There are two types of statistical hypotheses
- Null Hypothesis: Denoted by H0, it is actually an assumption that the sample observations are purely from chance.
- Alternate Hypothesis: Denoted by H1 or Ha, it assumes that the sample is influenced by a non-random cause.
Reject the null hypothesis and accept the alternative hypothesis or Fail to reject the null hypothesis and state that there is not enough evidence to support the alternative hypothesis.
- When we test a hypothesis we proceed as follows.
- Formulate the null and alternative hypothesis.
- Level of significance has to be determined.
- The size of the sample has to be chosen.
- With the help of the table, determine if the z score falls within the acceptance region.
Statisticians follow a formal process to determine whether to accept or reject null-hypothesis, based on sample data. This process is called hypothesis testing and consists of four steps.
- State the hypotheses: The first step involves stating the null and alternate hypotheses. The hypotheses have to be stated in such a way that they are mutually exclusive.
- Formulate an analysis plan: The analysis plan describes how to use sample data to evaluate the null hypothesis. This evaluation focuses around a single test statistic.
- Analyze sample data: Find the value of the test statistic (mean score, proportion, t-score, z-score, etc.) described in the analysis plan
- Interpret results: Apply the decision rule described in the analysis plan. If the value of the test statistic is unlikely, based on the null-hypothesis, reject the null hypothesis.
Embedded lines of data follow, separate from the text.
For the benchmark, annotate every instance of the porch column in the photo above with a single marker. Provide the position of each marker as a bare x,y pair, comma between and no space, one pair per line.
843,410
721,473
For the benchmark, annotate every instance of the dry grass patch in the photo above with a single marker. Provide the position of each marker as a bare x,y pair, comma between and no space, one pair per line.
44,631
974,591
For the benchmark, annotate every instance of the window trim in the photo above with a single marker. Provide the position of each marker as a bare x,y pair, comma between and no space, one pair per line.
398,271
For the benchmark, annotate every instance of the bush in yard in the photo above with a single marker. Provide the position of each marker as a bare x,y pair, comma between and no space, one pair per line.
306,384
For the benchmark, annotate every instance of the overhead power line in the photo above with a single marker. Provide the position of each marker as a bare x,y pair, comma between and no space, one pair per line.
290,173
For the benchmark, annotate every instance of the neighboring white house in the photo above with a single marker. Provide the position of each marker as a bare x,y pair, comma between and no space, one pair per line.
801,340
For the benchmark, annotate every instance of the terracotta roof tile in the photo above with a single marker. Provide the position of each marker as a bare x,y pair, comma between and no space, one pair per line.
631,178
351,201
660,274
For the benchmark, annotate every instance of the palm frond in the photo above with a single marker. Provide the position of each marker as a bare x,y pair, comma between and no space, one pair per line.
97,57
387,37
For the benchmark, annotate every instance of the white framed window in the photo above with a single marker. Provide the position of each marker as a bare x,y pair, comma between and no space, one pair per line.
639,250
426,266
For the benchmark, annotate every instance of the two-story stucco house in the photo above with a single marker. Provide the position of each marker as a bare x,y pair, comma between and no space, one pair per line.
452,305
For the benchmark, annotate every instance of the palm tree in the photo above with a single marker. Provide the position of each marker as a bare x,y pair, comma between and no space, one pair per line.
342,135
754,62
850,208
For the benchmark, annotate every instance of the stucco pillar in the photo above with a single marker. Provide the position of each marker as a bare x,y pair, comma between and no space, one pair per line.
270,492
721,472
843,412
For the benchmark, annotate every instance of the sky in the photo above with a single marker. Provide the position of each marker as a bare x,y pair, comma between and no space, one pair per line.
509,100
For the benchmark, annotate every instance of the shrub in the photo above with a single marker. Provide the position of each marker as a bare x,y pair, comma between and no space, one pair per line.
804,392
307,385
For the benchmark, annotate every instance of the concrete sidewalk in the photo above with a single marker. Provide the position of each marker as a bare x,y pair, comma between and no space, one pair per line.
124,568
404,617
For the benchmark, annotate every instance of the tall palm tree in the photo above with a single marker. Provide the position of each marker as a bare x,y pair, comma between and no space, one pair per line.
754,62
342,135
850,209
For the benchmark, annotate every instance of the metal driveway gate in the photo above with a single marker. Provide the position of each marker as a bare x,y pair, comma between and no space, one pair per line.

Decision Errors – Two types of errors can result from a hypothesis test
- Type I Error: A Type I Error occurs when the researcher rejects a null-hypothesis when it is actually true. The probability of committing a Type I error is called the significance level. This probability is called alpha and is often denoted by α.
- Type II Error: A Type II Error occurs when the researcher fails to reject a null-hypothesis when it is false. The probability of committing a Type II Error is called Beta and is often denoted by β.
Decision Rules – The analysis plan includes decision rules for rejecting the null-hypothesis. In practice, statisticians describe these decision rules in two-ways with reference to a P-value or with reference to a region of acceptance.
- P-value: The strength of evidence in support of a null-hypothesis is measured by the p-value. Suppose the test statistic is equal to S. The P-value is the probability of observing a test statistic as extreme as S, assuming the null hypothesis is true. If the P-value is less than the significance level, we reject the null hypothesis.
- Region of acceptance: The region of acceptance is a range of values. If the test statistic falls under the region of acceptance the null-hypothesis is not rejected. The region of acceptance is defined so that the chance of making a Type I error is equal to the significance level.
The set of values outside the region of acceptance is called the region of rejection. If the test statistic falls under the region of rejection, the null-hypothesis is rejected. In such cases, we say that the hypothesis has been rejected at the α level of significance.